This article first appeared in the St. Louis Beacon, June 3, 2011 - About 10,000 residents in the current 3rd congressional district got a chance Thursday to listen and talk to U.S. Rep. Russ Carnahan, D-St. Louis, about their concerns -- which, in this crowd, skewed toward protecting Social Security and Medicare, while also creating jobs.
"Carol" (none of the questioners gave last names) asked during the telephone "town hall" how she could pay her bills if more is taken out of her Social Security check to pay her monthly Medicare premiums. She was concerned that Republicans may succeed with their proposals to make deep cuts in the health-care program for the elderly.
Carnahan replied by defending Medicare, saying that the federal government should first curb subsidies like the $50 billion that annually goes to major oil companies.
That declaration smoothly led to "Richard'' complaining about corporate subsidies, saying such aid should be for emerging technologies, not existing ones like the oil industry, which already is making record profits.
And then there was "Linda."
"I just want to know how the Democrats can take over the conversation,'' she said, explaining that Democrats are failing to push back against Republicans' proposed budget cuts, by emphasizing the view of many economists that it's wrong to engage in deep budget cuts during a recession.
Carnahan, of course, agreed with her contention that Democrats also need to promote the good that has been achieved by the federal stimulus spending, which "Linda" said has kept the nation from sinking into even worse economic trouble.
The half-hour tele-conference was followed by a poll of the participants which underscored that they were mainly of one mind.
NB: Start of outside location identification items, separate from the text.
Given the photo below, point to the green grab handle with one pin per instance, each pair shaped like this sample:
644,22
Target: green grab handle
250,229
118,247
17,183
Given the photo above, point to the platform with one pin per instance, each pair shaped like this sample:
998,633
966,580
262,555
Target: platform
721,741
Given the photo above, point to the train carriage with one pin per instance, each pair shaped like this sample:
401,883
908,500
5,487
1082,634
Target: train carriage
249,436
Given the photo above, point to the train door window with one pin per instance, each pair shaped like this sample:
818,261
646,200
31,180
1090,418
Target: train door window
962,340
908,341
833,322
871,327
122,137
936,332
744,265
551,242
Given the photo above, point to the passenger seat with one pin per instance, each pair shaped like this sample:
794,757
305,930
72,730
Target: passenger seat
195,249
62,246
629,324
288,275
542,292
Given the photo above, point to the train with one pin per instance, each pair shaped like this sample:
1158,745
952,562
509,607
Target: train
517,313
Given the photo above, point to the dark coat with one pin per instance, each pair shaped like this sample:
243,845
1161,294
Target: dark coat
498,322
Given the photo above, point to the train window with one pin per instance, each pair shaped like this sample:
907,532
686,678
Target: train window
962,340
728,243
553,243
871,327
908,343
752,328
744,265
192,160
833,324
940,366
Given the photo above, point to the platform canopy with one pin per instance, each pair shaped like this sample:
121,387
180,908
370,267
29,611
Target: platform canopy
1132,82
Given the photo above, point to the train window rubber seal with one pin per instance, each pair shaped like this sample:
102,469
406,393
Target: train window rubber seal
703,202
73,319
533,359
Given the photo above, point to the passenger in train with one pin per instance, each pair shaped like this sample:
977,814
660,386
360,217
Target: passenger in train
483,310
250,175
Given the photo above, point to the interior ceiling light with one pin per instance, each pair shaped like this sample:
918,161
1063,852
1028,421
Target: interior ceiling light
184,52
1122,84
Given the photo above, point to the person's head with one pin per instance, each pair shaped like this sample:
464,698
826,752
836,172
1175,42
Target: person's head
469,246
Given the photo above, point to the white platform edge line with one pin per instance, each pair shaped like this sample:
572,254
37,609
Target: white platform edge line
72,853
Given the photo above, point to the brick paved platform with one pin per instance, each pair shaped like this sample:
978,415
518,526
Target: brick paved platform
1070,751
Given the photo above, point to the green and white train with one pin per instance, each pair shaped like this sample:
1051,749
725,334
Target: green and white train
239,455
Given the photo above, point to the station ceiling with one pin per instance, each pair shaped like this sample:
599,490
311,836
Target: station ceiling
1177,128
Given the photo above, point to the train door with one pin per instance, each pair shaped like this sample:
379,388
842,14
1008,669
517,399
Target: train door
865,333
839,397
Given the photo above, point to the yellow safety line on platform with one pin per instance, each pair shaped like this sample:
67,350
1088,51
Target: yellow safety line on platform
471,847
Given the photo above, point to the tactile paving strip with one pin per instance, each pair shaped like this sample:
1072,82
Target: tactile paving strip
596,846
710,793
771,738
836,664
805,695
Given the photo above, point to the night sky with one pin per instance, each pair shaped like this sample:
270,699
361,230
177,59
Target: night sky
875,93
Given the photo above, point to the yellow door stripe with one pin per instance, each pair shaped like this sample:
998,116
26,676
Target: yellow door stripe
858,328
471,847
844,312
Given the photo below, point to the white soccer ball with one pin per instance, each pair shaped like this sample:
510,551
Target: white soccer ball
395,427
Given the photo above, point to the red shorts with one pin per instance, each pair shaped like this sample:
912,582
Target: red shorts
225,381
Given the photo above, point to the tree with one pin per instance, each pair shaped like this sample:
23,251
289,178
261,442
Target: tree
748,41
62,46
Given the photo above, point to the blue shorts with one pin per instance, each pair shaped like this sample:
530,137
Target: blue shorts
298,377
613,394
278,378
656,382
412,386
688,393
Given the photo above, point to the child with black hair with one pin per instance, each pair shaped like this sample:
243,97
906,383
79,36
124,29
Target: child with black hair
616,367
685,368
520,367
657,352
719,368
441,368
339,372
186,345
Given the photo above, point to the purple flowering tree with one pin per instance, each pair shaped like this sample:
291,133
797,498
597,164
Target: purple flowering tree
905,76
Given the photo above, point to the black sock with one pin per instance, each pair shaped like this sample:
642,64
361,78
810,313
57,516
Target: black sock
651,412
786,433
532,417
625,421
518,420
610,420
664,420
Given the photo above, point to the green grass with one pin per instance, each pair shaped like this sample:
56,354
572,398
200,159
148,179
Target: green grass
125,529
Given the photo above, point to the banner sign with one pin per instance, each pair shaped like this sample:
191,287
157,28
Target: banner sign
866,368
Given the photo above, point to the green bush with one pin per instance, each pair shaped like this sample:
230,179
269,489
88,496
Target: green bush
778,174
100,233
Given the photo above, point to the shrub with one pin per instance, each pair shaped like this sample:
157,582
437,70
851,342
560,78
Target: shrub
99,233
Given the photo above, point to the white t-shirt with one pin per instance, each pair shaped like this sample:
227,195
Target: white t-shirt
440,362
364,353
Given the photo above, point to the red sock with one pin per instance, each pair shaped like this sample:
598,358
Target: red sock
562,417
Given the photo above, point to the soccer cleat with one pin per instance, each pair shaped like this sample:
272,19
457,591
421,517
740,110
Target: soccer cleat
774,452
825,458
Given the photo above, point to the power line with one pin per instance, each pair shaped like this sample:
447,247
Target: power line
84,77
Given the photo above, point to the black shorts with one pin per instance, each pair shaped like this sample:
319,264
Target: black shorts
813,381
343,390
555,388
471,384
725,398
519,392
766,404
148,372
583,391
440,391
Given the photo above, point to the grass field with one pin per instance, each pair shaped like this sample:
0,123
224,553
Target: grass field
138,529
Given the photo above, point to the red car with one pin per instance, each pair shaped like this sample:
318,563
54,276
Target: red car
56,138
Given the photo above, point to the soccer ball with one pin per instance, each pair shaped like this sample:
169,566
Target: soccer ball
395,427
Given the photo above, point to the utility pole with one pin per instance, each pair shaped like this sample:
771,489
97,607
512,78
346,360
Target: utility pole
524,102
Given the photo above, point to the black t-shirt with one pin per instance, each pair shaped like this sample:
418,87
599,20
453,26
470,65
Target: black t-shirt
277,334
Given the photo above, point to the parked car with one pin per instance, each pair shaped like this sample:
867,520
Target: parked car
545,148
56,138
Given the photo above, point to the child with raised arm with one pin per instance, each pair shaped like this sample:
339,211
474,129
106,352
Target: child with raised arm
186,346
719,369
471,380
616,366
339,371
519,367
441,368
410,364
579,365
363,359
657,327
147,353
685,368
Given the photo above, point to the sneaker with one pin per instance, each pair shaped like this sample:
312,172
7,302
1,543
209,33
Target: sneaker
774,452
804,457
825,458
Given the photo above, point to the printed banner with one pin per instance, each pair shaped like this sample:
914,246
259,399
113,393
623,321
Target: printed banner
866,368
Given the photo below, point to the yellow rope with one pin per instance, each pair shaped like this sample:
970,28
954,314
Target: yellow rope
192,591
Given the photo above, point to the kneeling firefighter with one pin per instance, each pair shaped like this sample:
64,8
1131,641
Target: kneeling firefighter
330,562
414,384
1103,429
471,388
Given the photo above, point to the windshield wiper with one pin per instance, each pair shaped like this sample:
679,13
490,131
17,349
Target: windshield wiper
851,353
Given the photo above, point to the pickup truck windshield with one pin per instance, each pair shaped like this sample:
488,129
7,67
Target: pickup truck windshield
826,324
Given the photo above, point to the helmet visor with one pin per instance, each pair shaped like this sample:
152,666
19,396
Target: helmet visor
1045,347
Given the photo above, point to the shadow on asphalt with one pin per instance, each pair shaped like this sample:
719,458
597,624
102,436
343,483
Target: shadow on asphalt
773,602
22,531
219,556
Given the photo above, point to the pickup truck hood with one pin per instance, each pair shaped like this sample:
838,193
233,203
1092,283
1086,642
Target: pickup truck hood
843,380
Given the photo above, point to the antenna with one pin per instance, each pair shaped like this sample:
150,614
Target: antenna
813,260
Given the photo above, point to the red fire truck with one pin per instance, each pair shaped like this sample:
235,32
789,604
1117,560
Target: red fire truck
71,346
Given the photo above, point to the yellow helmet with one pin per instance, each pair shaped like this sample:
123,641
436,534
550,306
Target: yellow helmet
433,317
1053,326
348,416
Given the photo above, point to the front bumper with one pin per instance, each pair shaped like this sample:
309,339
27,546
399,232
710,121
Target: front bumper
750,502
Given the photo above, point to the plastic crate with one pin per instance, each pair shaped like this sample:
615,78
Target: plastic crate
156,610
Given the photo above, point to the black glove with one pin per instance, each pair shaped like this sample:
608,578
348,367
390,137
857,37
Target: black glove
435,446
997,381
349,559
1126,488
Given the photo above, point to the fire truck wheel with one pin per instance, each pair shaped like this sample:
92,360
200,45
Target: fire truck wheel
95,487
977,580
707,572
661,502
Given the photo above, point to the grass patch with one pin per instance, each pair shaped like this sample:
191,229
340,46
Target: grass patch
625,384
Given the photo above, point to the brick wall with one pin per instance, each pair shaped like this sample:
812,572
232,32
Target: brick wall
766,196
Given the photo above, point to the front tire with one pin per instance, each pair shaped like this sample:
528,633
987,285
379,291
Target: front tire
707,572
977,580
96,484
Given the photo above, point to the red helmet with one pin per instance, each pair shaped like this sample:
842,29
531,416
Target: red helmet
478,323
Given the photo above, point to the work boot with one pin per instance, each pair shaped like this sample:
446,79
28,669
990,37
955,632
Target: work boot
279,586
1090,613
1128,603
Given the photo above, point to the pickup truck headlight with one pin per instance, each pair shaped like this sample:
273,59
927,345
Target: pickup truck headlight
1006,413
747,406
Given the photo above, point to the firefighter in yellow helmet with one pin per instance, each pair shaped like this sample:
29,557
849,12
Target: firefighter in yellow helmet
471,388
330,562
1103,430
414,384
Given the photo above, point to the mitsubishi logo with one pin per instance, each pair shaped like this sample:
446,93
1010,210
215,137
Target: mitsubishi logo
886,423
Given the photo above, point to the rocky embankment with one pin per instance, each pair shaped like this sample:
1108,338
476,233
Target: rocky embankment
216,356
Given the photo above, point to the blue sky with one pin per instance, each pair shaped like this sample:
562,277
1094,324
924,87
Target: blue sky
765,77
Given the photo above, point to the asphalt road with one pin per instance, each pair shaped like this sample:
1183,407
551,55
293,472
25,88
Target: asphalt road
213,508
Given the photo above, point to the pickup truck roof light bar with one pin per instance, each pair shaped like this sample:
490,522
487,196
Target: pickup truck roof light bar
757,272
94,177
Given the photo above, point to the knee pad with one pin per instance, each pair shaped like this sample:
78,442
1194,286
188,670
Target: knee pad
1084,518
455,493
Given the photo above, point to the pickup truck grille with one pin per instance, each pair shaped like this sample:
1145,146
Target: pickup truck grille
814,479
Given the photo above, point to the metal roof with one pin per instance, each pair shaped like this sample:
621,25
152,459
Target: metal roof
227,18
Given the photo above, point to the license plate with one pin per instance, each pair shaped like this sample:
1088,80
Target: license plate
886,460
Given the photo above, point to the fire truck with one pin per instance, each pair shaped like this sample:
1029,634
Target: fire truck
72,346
More than 80 percent opposed "privatizing and ending Medicare and Medicaid,'' as the question was phrased. Almost 90 percent opposed "privatizing Social Security.''
When asked to rate their top concerns, 35 percent cited "job creation,'' followed closely by protecting Social Security.
Carnahan spokesman Sam Drzymala acknowledged that the participants were not a scientific sample and appeared to lean Democratic. Some had been selected through a random collection of telephone numbers of district voters, while other participants came from those who previously had written or contacted the congressman.
About 20,000 people were contacted through automated calls and invited to join in the town hall, Drzymala said. About half actually participated in the tele-conference. Because the town hall was in the mid-afternoon, Drzymala acknowledges that the bulk of the participants were likely older.
The point, said Drzymala, was for Carnahan to underscore his commitment to all district voters that he remains a strong supporter of the entitlement programs important to the elderly -- and younger voters, as well, according to various polls.
The tele-conference comes as Carnahan is still mulling his political options. His 3rd District is being split up in the new redistricting plan approved by the General Assembly, which overruled Gov. Jay Nixon's veto.
Although Carnahan has not ruled out a legal challenge of the new map, he also hasn't ruled out running in either the 1st District -- where his current St. Louis residence will be situated, under the new boundaries -- or the redrawn 2nd District, which also will include part of the current 3rd.
The new 2nd District would appear to lean Republican, but there will be no incumbent on the ballot in 2012 because the 2nd District's current congressman, Republican Todd Akin, is running for the U.S. Senate.
The 1st District is occupied by a fellow Democrat, U.S. Rep. William Lacy Clay, who acknowledges that he encouraged some district state legislators to overturn Nixon's veto.
Clay also has been a fan lately of telephone town halls.